Mengetahui Karakteristik Umum Seorang Entrepreneur? Kenapa Engga!

Mengetahui Karakteristik Umum Seorang Entrepreneur? Kenapa Engga!

Sejarah entrepreneurship dapat dibagi dalam beberapa periode, yaitu :

1. Periode Permulaan

Histori entrepreneurship (kewirausahaan) dimulai dari periode awal yang digerakkan oleh Marcopolo. Dalam masanya, ada dua pihak, yaitu pihak pasif dan pihak aktif. Pihak pasif berperan sebagai pemilik modal & mereka mengambil keuntungan yang amat besar kepada pihak aktif. Sedangkan pihak aktif ialah pihak yang mengaplikasikan modal tersebut buat berniaga, antara lain dengan mengarungi lautan. Mereka mengalami banyak risiko, baik jasmani maupun sosial, tapi laba yang diperoleh sebesar 25%.

2. Abad Pertengahan

Entrepreneurship mengembang di periode pertengahan, pada zaman ini entrepreneur (wirausahawan) dilekatkan pada aktor & seseorang yang menjalankan project besar. Mereka tidak lagi bertentangan dengan risiko, namun mereka memakai sumber daya yang diberikan, biasanya diberikan oleh pemerintah. Golongan entrepreneur yang dominan antara lain orang yang bekerja dalam bidang arsitektural.

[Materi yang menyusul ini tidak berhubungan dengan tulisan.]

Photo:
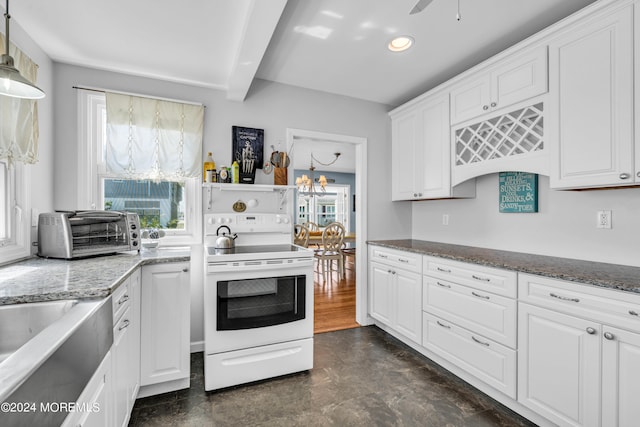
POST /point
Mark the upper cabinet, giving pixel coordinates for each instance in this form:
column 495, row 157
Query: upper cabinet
column 591, row 113
column 508, row 82
column 421, row 153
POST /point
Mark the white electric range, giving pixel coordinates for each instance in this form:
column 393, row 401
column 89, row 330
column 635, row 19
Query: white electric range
column 258, row 300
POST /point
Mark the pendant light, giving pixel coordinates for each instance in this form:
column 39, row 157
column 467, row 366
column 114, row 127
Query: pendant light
column 11, row 81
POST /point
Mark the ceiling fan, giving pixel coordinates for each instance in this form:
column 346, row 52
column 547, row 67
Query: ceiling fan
column 422, row 4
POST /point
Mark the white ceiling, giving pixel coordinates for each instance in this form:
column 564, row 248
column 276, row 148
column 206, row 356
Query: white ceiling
column 336, row 46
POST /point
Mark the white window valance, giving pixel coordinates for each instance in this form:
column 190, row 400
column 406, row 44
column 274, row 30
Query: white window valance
column 19, row 117
column 151, row 138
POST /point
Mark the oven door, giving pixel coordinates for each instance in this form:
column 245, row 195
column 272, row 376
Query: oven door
column 250, row 307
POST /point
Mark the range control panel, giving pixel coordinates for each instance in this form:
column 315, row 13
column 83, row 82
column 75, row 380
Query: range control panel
column 247, row 223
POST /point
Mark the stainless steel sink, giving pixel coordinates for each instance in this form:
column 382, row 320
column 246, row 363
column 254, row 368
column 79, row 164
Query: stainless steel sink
column 48, row 353
column 21, row 322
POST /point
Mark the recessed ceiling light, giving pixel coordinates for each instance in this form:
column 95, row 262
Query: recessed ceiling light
column 400, row 43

Mengetahui Karakteristik Umum Seorang Entrepreneur? Kenapa Engga!

3. Abad 17

Di abad 17, seorang ekonom Richard Cantillon menetapkan bahwa seorang entrepreneur merupakan seorang pengambil resiko dengan mengetahui perbuatan mereka, yaitu membeli pada harga yang tetap namun menjual dengan harga yang engga pasti. Ketidakpastian inilah yang disebut dengan menghadang resiko.

4. Abad 18

Berlanjut di abad ke 18, seorang entrepreneur tidak direkatkan pada pemilik modal, namun dilekatkan pada orang-orang yang membutuhkan dana. Entrepreneur bakal membutuhkan dana buat memajukan dan menghasilkan terobosannya. Pada saat itu, dibedakan antara pemilik dana dan entrepreneur sebagai seorang penemu.

5. Abad 19

Sedangkan di abad ke 19 & 20, entrepreneur didefinisikan sebagai seseorang yang mengorganisasikan dan mengarahkan perusahaan untuk menumbuhkan pertambahan nilai personal.

6. Abad 20

Pada abad 20, pembaharuan merekat erat pada entrepreneur di era kini.

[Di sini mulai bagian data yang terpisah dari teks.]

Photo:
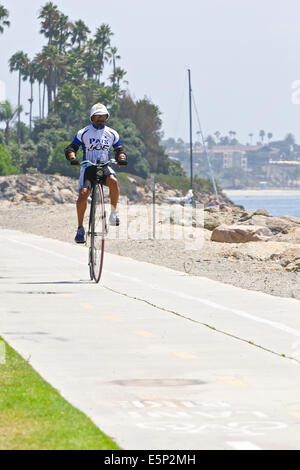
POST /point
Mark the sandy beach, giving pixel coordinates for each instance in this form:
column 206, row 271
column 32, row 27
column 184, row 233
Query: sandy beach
column 248, row 265
column 231, row 193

Mengetahui Karakteristik Umum Seorang Entrepreneur? Kenapa Engga!

Istilah entrepreneurship diperkenalkan pertama kali oleh Richard Cantillon seorang ekonom Irlandia yang domisili di Prancis pada abad ke-18. Ia menjabarkan entrepreneurship sebagai “the agent who buys means of production at cerium prices in order to combine them into a new product”. Ia menunjukkan bahwa entrepreneur merupakan seorang pengambil resiko.

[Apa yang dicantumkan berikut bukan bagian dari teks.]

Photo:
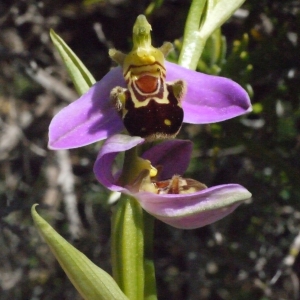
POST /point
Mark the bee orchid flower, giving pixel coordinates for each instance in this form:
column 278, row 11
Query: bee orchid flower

Tak lama setelahnya J.B Say dari Prancis memperbaiki pengertian Cantillon jadi “one who brings other people together in order to build a single productive organism”. Maknanya, entrepreneur memegang fungsi yang lebih luas, ialah seorang yang menyusun.

Baru satu abad selanjutnya ekonom Inggris, seperti Adam Smith dan John Stuart Mill membicarakan seputar teori ini dan mengucapkan bahwa entrepreneurship yaitu kepandaian yang gak umum, tapi engga mendapatkan definisi yang cocok di dalam bahasa Inggris. Smith dan Mill menyebutnya, business management.

Mengetahui Karakteristik Umum Seorang Entrepreneur? Kenapa Engga!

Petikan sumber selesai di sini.